I spent six years without drinking before deciding when my second child was two that my earlier struggles with drinking were probably just from being young and immature. I couldn’t handle my drinking before, but now I’d be able to cope and limit myself and control the types of behaviors that led me to quit in my early twenties.
I was a social worker, stressed to the max. Within a year, I was back drinking another six-pack most days and taking my stress out on everyone around me. I was so stressed that I needed a beer to relax. The ironic part is that the alcohol always made my anxiety worse.
I was right back to that old, ingrained, fight-or-flight behavior. I knew something had to give. My wife had given up telling me that she knew something that really would help with my stress, but I wasn’t going to practice yoga when I couldn’t get to class every day.
I was miserable and the stakes only kept getting higher at my job. I made the choice to leave my high-stress, unpredictable job and attend yoga teacher training. This scared me to death. I couldn’t talk in front of two people, answer the phone at my house, or make an appointment for myself. Forget about standing on a podium and teaching yoga to a large group of people. Somewhere, I found the courage to go anyway.
I went to training and the question that played in my mind over and over again throughout those 99 classes surprised me. The question wasn’t whether I’d be able to teach; it was whether I’d be strong enough to keep up the sobriety that I’d sustained for two months when I got out of Yoga Hell. I had this underlying pull telling me it was time to give it all up, but I wasn’t ready. I continued to drink for another two years after graduating from teacher training.
What would it take to give up my crutch that didn’t actually help me? I’m ashamed to say it took getting drunk, acting belligerent, and having my little girl ask me over and over on a car ride home from a birthday party, “Daddy, are you okay? What’s wrong, Daddy? Daddy, are you okay?” I was scaring and confusing one of the most important people in my life.

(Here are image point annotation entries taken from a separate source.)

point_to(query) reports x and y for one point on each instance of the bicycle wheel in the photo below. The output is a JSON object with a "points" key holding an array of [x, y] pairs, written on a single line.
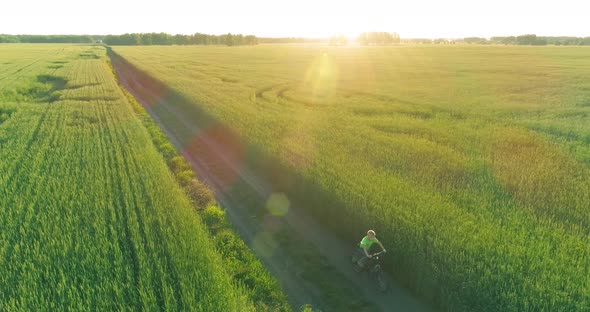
{"points": [[381, 282]]}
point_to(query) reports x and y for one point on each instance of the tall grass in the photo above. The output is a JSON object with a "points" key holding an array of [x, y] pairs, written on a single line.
{"points": [[91, 216], [471, 163]]}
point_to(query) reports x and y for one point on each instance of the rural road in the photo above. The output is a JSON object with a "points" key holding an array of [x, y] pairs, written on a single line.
{"points": [[213, 166]]}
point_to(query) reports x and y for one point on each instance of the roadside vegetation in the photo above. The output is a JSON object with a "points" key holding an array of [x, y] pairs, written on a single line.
{"points": [[92, 216], [471, 163]]}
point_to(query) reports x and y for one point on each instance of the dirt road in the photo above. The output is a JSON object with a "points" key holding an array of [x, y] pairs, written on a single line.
{"points": [[269, 233]]}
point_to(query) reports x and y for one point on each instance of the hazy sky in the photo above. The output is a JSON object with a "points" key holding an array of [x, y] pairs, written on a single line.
{"points": [[310, 18]]}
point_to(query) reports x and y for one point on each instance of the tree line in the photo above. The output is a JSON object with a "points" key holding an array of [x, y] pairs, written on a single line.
{"points": [[378, 38], [167, 39], [530, 39], [48, 38], [136, 39]]}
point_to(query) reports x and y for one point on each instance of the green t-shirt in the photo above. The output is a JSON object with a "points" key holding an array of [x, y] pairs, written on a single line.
{"points": [[367, 243]]}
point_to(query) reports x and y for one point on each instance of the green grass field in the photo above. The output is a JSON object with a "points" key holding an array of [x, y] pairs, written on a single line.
{"points": [[472, 163], [92, 218]]}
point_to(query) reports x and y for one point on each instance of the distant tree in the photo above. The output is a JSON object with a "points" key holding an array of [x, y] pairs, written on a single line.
{"points": [[378, 38], [475, 40], [338, 40]]}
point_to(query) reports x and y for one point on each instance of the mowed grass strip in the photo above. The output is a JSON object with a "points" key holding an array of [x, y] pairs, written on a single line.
{"points": [[92, 218], [472, 163]]}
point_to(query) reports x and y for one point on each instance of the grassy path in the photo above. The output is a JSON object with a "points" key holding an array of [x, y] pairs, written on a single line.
{"points": [[312, 265]]}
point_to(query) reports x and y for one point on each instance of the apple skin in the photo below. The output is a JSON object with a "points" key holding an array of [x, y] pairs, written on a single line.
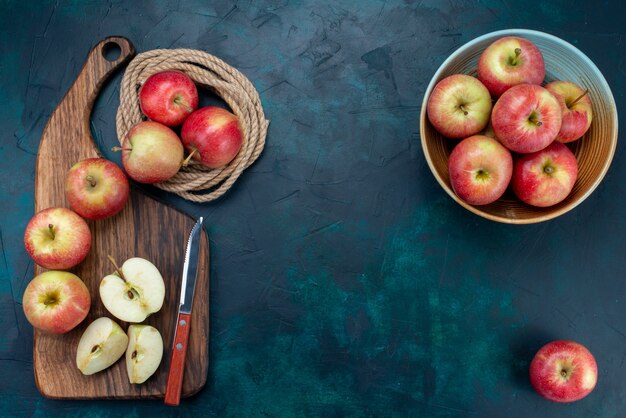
{"points": [[563, 371], [216, 135], [500, 68], [56, 301], [459, 106], [480, 169], [96, 188], [168, 97], [544, 178], [62, 247], [526, 118], [577, 117], [152, 153]]}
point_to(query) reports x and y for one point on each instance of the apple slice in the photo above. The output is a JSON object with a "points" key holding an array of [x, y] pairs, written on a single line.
{"points": [[134, 291], [101, 345], [144, 352]]}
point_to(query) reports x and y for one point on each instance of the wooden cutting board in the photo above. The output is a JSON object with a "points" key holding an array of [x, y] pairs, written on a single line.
{"points": [[145, 228]]}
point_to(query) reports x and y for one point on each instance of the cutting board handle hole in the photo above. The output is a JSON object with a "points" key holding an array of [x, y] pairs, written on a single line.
{"points": [[111, 51]]}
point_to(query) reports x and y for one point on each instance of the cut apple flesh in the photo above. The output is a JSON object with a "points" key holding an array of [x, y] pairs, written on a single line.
{"points": [[144, 352], [101, 345], [138, 293]]}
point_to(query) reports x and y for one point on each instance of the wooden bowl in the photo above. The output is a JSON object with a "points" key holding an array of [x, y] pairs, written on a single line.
{"points": [[594, 151]]}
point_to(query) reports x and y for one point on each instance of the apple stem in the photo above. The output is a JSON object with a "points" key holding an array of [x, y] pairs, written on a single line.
{"points": [[91, 180], [578, 98], [117, 268], [186, 161], [181, 102]]}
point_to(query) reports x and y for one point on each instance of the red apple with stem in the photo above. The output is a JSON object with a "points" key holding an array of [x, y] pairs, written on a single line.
{"points": [[510, 61], [151, 153], [480, 169], [56, 301], [168, 97], [57, 238], [563, 371], [459, 106], [212, 135], [96, 188], [576, 109], [526, 118], [545, 178]]}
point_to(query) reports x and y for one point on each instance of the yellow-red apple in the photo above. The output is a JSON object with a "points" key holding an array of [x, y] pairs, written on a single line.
{"points": [[544, 178], [480, 169], [459, 106], [56, 301], [57, 238]]}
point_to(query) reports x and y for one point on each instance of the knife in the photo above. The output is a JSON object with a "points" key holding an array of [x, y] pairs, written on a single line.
{"points": [[181, 335]]}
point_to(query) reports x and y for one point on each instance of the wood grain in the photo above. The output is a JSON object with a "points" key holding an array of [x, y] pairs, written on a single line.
{"points": [[145, 228]]}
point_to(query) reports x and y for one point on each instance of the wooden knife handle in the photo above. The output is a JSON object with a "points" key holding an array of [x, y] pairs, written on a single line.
{"points": [[177, 362]]}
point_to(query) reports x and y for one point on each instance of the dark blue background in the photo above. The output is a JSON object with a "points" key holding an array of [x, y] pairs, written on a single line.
{"points": [[345, 282]]}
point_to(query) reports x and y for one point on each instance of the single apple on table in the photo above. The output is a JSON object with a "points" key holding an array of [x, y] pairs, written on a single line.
{"points": [[480, 169], [526, 118], [168, 97], [212, 136], [459, 106], [545, 178], [510, 61], [151, 152], [57, 238], [144, 352], [133, 291], [56, 301], [101, 345], [96, 188], [576, 109], [563, 371]]}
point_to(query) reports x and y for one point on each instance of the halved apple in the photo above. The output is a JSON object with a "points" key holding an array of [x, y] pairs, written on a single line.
{"points": [[101, 345], [144, 352], [134, 291]]}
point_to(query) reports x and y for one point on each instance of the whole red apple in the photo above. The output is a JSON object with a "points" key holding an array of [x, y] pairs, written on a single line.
{"points": [[510, 61], [56, 301], [480, 169], [576, 109], [151, 152], [563, 371], [213, 135], [459, 106], [526, 118], [96, 188], [57, 238], [544, 178], [168, 97]]}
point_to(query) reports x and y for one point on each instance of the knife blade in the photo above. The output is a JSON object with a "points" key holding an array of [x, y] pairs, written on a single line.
{"points": [[183, 320]]}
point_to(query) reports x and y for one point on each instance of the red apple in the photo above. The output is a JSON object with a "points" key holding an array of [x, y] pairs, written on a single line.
{"points": [[576, 109], [546, 177], [212, 135], [96, 188], [480, 169], [168, 97], [151, 152], [510, 61], [526, 118], [57, 238], [459, 106], [563, 371], [56, 301]]}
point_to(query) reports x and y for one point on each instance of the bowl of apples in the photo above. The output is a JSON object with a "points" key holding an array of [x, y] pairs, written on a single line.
{"points": [[518, 126]]}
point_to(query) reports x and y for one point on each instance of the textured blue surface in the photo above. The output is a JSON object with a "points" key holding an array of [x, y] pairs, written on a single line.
{"points": [[344, 281]]}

I woke up the next morning and remembered everything that had happened the night before. I told her never ever would I act that way again. It has been my intention from that point forward that she would not grow up in a household where she was on edge, where life was unpredictable, where secrets were held, and shame was the underlying feeling for the person that was her role model.
I am sober. Sobriety has changed my life.
I had gotten sober before, with the support of my wife. I thought I could do it on my own again and for the first year, I did.
When we started the Sober Yogis program, I had a nagging feeling that I was going to have to do it. As I listened to each person speak, I made the decision not just to be a teacher, but to be a participant. Sober Yogis was the support system I didn’t know I needed. It changed the way I view myself as a sober person.
My sobriety was enhanced by knowing that I’m not alone in this plight to be sober. In fact, it doesn’t even feel like a plight any more. I’m sober. This is who I am and I’m so proud of it. I have a life where I feel good in my skin. I’ve come to realize through yoga that life is lived when we can go through moments of discomfort great and small and not suppress them with drugs, food, or alcohol. I can feel extremely happy, down in the dumps, anxious as all hell and just ride the feeling through.
For me, being sober, just like being a drinker, it is a choice. As a fellow sober yogi once said, “I can have that hell back any time I want it.” Sobriety is a choice to be strong, a choice to be okay with feeling uncomfortable, it’s a choice to be in control, and it’s a truly powerful decision.
My daughter says to me all of the time, “I saved your life, didn’t I, Daddy?” She knows I quit smoking and drinking to be a better dad to her and Judah. Yes, Bella did save my life, but Sara saved my soul by bringing Sober Yogis to me.
Never in my wildest dreams did I imagine I could live a life of happiness in my skin. Yet here I am: living the dream.